Employees failed to properly secure confiscated weapons from homeless men at one of the city’s emergency homeless shelters, the city’s inspector general said in a recent report that also cited other health and safety concerns at the shelter on New York Avenue in Northeast.
The report said employees at the shelter, which has space for 360 men, did not properly lock away knives and other weapons taken from them as they lined up to seek beds for the evening and were searched by security.
Employees also told inspectors they feared for their own safety and said they thought the shelter needed an armed guard.
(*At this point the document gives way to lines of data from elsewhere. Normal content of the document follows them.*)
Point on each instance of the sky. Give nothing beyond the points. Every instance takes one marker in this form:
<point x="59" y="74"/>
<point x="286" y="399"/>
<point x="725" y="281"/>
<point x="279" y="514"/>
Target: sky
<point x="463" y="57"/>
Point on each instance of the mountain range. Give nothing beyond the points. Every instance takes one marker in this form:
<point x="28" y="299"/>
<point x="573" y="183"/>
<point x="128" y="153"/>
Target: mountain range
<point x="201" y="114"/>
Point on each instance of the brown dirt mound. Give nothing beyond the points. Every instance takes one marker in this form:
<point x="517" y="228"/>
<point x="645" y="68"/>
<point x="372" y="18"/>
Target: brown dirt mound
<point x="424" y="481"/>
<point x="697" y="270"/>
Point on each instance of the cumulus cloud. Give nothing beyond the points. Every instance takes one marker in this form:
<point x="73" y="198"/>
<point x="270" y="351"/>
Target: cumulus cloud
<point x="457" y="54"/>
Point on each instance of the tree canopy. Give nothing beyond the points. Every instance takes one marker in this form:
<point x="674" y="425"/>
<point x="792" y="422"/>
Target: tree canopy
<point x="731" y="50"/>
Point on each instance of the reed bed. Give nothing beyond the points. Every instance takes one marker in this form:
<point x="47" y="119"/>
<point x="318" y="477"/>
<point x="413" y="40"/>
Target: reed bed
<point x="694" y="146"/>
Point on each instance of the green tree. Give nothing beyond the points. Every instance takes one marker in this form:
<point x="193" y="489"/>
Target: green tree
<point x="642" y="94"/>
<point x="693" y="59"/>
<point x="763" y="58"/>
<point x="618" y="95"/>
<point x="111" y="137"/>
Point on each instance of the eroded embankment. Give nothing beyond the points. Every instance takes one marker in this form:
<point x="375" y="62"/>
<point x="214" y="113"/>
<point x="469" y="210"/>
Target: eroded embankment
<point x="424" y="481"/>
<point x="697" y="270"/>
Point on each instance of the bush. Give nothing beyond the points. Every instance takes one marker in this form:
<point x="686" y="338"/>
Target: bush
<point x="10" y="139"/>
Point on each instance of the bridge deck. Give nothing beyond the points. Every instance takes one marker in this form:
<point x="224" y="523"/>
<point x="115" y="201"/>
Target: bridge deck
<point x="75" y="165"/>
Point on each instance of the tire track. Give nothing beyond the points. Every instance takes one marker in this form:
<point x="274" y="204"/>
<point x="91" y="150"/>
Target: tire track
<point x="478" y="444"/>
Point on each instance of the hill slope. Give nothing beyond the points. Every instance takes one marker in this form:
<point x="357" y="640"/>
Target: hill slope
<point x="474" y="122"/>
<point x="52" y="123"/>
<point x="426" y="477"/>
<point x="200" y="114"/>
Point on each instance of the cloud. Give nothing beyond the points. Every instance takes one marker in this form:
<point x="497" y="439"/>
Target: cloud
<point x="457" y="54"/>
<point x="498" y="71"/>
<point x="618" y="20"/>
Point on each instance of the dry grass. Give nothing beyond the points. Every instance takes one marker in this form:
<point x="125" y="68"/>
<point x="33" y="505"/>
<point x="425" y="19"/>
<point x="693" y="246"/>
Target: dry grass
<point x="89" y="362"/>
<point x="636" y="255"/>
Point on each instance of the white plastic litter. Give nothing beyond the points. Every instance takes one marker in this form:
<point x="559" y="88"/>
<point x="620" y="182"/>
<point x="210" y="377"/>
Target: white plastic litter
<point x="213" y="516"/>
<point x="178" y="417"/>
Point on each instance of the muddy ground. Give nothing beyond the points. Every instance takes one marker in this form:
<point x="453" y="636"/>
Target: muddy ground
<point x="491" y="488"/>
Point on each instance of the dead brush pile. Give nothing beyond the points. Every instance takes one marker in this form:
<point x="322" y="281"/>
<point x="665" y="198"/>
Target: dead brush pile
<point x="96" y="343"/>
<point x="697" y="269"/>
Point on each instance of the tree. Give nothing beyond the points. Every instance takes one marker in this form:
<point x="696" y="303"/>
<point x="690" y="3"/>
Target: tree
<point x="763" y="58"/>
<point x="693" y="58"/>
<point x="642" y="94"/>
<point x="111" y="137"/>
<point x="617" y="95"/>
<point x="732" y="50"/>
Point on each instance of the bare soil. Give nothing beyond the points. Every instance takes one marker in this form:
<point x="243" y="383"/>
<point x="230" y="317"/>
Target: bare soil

Some residents said drug use is common among residents, with most occurring in an adjacent alleyway.
Field workers observed operations at the shelter from November 2012 through March of this year and said that the findings of “greatest concern” were a shortage of security personnel during the winter months — when the shelter is the most crowded — and a infestation of rodents.
They found that the shelter was largely in good physical condition,” but for a “severe ongoing rodent problem,” with mice running on the desks and floors.
“It’s a party in here’’ for pests, an employee told investigators.
David A. Berns, director of the city’s Department of Human Services, issued a statement through a spokesman saying that the department has worked with the inspector general’s office to “implement corrective actions” since seeing a draft copy of the report.
“Most of the issues addressed in their report have been resolved,” Berns said. “We take these findings very seriously and have enhanced our internal contractual monitoring to help prevent future problems.”
The report is part of an evaluation of conditions at select District homeless shelters at a time when the District has been under fire from some homeless advocates for some of its efforts to deal with a homeless population that has grown 10 percent in the last five years.
“This is a useful report for us because it highlights problems found throughout the system [that are] sometimes worse than what we see here,” said Council Member Jim Graham (D-Ward 1), chairman of the city’s committee on human services.
“We’re not committing sufficient resources getting this into shape as it should be,” Graham said.
But he added that the city is making some progress in improving its facilities for the homeless, citing an upgrade recently launched at the John Young women’s shelter in Northwest.
The number of homeless in the city has grown 10 percent since 2009, according to the 2013 “point-in-time” count of the region’s homeless conducted in January by the Metropolitan Washington Council of Governments, although the number of homeless people in the city declined slightly — by 1 percent — this year over last, to 6,865.
In the Washington region, only the District and Loudoun County have seen their homeless populations rise over the last five years.